ホテル・コルテシア大阪で働く山岸尚美は、ある客たちの仮面に気づく。一方、東京で発生した殺人事件の捜査にあたる新田浩介は、一人の男に目をつけた。事件の夜、男は大阪にいたと主張するが、なぜかホテル名をいわない。殺人の疑いをかけられてでも守りたい秘密とは何なのか。お客様の仮面を守り抜くのが彼女の仕事なら、犯人の仮面を暴くのが彼の職務。二人が出会う前の、それぞれの物語。
『マスカレード・イブ』裏表紙より
読書感想

香りのタイムマシン
香りというものは、視覚や聴覚以上に人間の記憶と密接に結びついている感覚である。ある特定の香りを嗅いだ瞬間に、何年も前の出来事が鮮明に思い出されるという体験は、多くの人が経験していることであろう。懐かしい香りは、まるでタイムマシンのように私たちを過去へと連れ戻し、感情や風景までも呼び覚ます力を持っている。
私の幼少期を振り返っても、香りが記憶と強く結びついていた場面が多く存在する。例えば、友人の親が所有する車に乗せてもらった際、独特の車内の匂いがどうしても好きになれなかったことを覚えている。その香りは芳香剤とも、タバコとも言えぬ何とも形容しがたいもので、子供ながらに「なぜこの匂いが気にならないのだろう」と疑問を抱いた記憶がある。
香りの好みは主観的であり、個人の生活環境や記憶と密接に関係している。そのため、自分にとって不快な香りも、他者にとっては安心感をもたらすものである場合もある。香りが無意識のうちに人間関係や空間の印象に影響を与えているという点は、日常生活の中では見過ごされがちだが、実は非常に重要な感覚領域なのである。
私も知らないあの人の努力
情報過多の現代社会において、知らず知らずのうちに他者と自分を比較してしまう人が増えている。SNSやメディアの発達により、他人の成果や生活が常に視界に入るようになった結果、「隣の芝は青い」という感覚はさらに強化されている。もはや隣の芝を見すぎるあまり、自分の芝が何色かさえわからなくなっているのが現状である。
このような時代においては、他人との比較ではなく、過去の自分との比較を重視する姿勢が求められる。
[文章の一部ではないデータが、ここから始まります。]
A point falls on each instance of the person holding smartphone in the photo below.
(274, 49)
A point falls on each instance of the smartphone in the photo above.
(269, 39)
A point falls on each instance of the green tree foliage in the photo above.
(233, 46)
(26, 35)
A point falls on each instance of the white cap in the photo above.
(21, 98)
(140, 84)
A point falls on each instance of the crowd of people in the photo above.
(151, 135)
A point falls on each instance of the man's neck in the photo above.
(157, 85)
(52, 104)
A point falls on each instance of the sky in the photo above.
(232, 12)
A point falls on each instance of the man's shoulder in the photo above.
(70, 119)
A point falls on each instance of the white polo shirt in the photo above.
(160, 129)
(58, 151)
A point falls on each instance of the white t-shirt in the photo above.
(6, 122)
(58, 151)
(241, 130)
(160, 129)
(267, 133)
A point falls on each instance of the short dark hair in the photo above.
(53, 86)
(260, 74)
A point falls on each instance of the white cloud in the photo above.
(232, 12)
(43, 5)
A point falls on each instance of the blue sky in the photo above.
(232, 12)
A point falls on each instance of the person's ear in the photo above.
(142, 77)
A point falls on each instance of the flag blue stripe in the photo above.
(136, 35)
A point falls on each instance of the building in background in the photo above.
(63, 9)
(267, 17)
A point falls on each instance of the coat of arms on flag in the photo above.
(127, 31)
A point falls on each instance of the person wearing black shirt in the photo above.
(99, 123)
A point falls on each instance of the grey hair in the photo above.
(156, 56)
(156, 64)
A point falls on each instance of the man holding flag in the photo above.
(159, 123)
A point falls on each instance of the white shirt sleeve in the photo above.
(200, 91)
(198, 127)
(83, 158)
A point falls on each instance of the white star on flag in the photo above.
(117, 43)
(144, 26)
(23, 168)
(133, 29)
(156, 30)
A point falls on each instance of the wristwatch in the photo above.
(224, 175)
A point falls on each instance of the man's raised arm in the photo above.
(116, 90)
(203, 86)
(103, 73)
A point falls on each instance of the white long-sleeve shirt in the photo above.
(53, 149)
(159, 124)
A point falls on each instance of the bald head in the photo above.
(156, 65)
成長や幸福感は、外的評価ではなく自己認識に基づくべきであり、自分自身にとっての有意義な行動や達成感を大切にすることが、豊かな人生を築く鍵となる。
しかし現実には、他人との比較によって評価や地位が決まる場面も多く存在する。どれほど努力を重ねたとしても、それが外から見えなければ評価に結びつかないこともある。自分の努力は自分にしかわからず、それが報われない場面に直面するたび、人は葛藤を抱える。
だからこそ私たちは、そのような悶々とした感情とどう向き合うかが重要となる。評価されなかったからといって自分の努力の価値が失われるわけではない。また、他人の背後にも、自分には見えない努力や苦悩があるかもしれないと想像することで、感情を少しでもやわらげることができるのである。他人との比較を避けきれない時代だからこそ、自分と静かに向き合う時間がますます大切となっているのだ。